Phase transitions in a spinless, extended Falicov-Kimball model on the triangular lattice

TL;DR

This study uses numerical methods to analyze phase transitions in a spinless Falicov-Kimball model on a triangular lattice, revealing how correlated hopping influences critical temperatures and phase stability.

Contribution

It introduces a combined numerical diagonalization and Monte Carlo approach to explore phase transitions in the extended Falicov-Kimball model on a triangular lattice, highlighting the effects of correlated hopping.

Findings

Ordered phases persist up to a finite critical temperature.

Critical temperature decreases with increasing correlated hopping in some phases.

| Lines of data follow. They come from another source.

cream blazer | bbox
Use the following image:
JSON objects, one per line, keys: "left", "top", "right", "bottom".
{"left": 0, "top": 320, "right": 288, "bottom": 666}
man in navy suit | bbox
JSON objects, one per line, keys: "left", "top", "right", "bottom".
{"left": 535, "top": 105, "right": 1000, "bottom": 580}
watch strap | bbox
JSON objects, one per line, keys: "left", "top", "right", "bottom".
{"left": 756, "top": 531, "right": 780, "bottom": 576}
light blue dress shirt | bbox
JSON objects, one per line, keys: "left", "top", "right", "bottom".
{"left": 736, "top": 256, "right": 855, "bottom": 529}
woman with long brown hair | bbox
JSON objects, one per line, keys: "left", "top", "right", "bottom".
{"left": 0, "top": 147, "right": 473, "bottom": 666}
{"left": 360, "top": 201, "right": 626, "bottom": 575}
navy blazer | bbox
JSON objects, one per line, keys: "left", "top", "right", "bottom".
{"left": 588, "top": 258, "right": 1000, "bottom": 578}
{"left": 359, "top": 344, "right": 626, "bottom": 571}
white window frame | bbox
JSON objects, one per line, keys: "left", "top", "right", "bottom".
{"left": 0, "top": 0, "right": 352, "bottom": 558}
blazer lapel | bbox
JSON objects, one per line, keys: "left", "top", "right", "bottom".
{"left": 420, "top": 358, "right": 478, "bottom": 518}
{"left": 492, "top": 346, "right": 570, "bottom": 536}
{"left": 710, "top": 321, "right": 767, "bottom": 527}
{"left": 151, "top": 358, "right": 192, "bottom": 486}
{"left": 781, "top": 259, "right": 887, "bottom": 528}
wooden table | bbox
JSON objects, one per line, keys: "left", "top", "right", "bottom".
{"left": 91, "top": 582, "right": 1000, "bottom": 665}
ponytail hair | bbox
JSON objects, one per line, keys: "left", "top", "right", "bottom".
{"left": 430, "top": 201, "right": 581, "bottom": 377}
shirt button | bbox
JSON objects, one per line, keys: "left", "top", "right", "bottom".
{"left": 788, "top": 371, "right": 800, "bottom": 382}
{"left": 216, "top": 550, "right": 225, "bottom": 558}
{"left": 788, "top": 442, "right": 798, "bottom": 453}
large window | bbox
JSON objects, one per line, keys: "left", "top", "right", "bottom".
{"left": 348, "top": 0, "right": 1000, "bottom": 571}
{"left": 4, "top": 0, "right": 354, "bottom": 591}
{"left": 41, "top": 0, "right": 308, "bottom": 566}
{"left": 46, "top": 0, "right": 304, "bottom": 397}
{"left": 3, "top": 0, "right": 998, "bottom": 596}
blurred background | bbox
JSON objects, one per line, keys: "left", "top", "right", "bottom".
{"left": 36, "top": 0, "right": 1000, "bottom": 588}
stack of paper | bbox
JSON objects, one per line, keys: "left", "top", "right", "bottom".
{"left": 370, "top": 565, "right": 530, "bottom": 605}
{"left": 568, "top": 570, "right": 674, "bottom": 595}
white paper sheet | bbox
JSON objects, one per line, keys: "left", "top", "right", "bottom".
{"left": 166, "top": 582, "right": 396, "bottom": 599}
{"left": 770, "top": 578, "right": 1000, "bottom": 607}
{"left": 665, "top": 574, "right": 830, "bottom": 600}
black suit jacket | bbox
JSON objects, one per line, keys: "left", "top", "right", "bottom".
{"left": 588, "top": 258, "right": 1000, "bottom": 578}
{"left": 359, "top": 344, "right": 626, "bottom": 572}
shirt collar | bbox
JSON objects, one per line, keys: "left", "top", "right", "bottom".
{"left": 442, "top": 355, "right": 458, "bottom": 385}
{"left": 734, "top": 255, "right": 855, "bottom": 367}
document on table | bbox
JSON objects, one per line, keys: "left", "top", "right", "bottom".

Specific heat and charge susceptibility show distinct peak patterns depending on parameters.

Abstract

A numerical diagonalization technique with canonical Monte-Carlo simulation algorithm is used to study the phase transitions from low temperature (ordered) phase to high temperature (disordered) phase of spinless Falicov-Kimball model on a triangular lattice with correlated hopping ($t^{\prime}$). It is observed that the low temperature ordered phases (i.e. regular, bounded and segregated) persist up to a finite critical temperature ($T_{c}$). In addition, we observe that the critical temperature decreases with increasing the correlated hopping in regular and bounded phases whereas it increases in the segregated phase. Single and multi peak patterns seen in the temperature dependence of specific heat ($C_v$) and charge susceptibility ($\chi$) for different values of parameters like on-site Coulomb correlation strength ($U$), correlated hopping ($t^{\prime}$) and filling of localized electrons ($n_{f}$) are also discussed.